Operate the inverter in tempura mode (temperature control mode). At this time, in reality, the temperature of the cooking utensil does not exceed 100℃ under normal conditions, so it will operate continuously at 1300W. Further, after a slight delay from this, a signal is applied from the code/time converter 15 to the oscillator 20, the oscillator 20 operates, and a countdown signal is applied to the decimal counter 19 via the frequency dividing circuit 21. This causes the decimal counter 19 to count down, and when the count value reaches zero, sends an "H" level signal to the AND gate 25. Therefore, all inputs to the AND gate 25 become "H", and an "H" signal is given to the control circuit 11, which stops the operation of the inverter.

On the other hand, when boiling stew or the like, the selector switch 12 is set to heating mode, and the control lever 13 is adjusted to set the temperature to, for example, 200W. In this state, when the time setting lever 14 is set to the 8th step, for example, the code/time converter 15 enters the conversion state as shown in FIG. , 19 remain zero.
As a result, the counters 17, 18, 1
A countdown of 9 is made and the counter 17,1
8.19 The operation is stopped when the content becomes zero.

G. Effects of the invention As mentioned above, the induction heating cooker of the invention changes the cooking time range set according to the amount of operation of the time setting means in conjunction with the switching means for switching the cooking mode. Settings and time settings over a long period of time can be performed with a single time setting means, and the operation is extremely simple and highly operable.
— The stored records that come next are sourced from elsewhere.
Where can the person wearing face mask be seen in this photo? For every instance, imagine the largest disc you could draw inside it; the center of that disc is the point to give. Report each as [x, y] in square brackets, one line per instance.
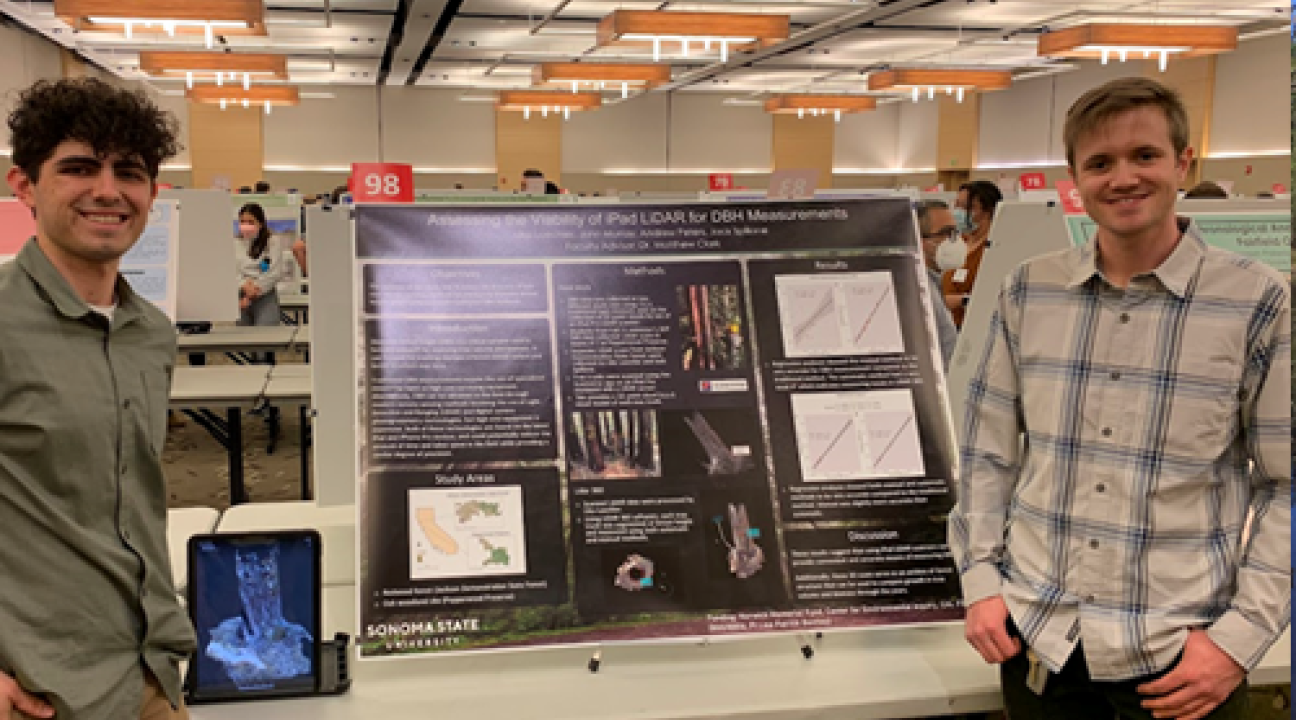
[973, 211]
[936, 227]
[259, 263]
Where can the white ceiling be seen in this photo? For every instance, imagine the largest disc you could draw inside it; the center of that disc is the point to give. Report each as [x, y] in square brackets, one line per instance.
[480, 45]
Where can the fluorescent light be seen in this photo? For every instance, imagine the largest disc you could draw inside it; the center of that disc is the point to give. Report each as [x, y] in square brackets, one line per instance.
[1253, 154]
[161, 22]
[881, 170]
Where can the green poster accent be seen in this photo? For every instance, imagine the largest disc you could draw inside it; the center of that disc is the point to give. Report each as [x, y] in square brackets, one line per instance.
[1261, 236]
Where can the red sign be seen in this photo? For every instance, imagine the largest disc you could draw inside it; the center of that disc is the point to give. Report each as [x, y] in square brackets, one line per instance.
[719, 181]
[381, 181]
[1033, 181]
[792, 184]
[1071, 203]
[16, 227]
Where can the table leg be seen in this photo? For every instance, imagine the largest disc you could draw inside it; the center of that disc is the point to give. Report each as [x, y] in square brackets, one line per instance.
[303, 416]
[237, 487]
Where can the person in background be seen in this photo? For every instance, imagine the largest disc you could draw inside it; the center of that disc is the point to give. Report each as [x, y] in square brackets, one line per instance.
[1129, 418]
[259, 266]
[91, 627]
[1207, 189]
[936, 225]
[973, 210]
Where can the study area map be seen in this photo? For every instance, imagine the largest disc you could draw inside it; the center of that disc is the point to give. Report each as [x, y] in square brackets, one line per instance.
[616, 422]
[Brief explanation of the drawing]

Fig. 1 is a circuit block diagram of the induction heating cooker of the invention, Fig. 2 is a perspective view showing the operation section of the induction heating cooker of the invention, and Fig. 3 is a time setting lever used in the invention and its various setting levels. FIG. 3 is a correspondence diagram showing times set correspondingly. 1... AC power supply, 2... Full wave rectifier circuit, 4...
Heating coil, 5... Resonance capacitor, 6... Switching element, 8... Current transformer, 9...
Thermistor, 11... Control circuit, 12... Selector switch, 13... Control lever, 14... Time setting lever, 15... Code/time converter, 16...
Interlocking switch, 17, 18, 19... counter,
20... Oscillator, 22, 23, 24... Display device,
25...AND gate.

Claims (1)

[Scope of utility model registration request] In an induction heating cooker that inductively heats cooking utensils placed close to the heating coil by passing a high-frequency current through the heating coil and generating a high-frequency alternating magnetic field from the heating coil, the control circuit performs control based on various cooking modes; The switching means is provided with a switching means for switching the cooking mode controlled by the control circuit, a time setting means for setting the cooking time according to the operation amount, and a clocking means for timing the cooking time set by the time setting means. An induction heating cooker characterized in that a cooking time range set according to an operation amount of the time setting means is changed in conjunction with switching of the cooking mode in the induction heating cooker.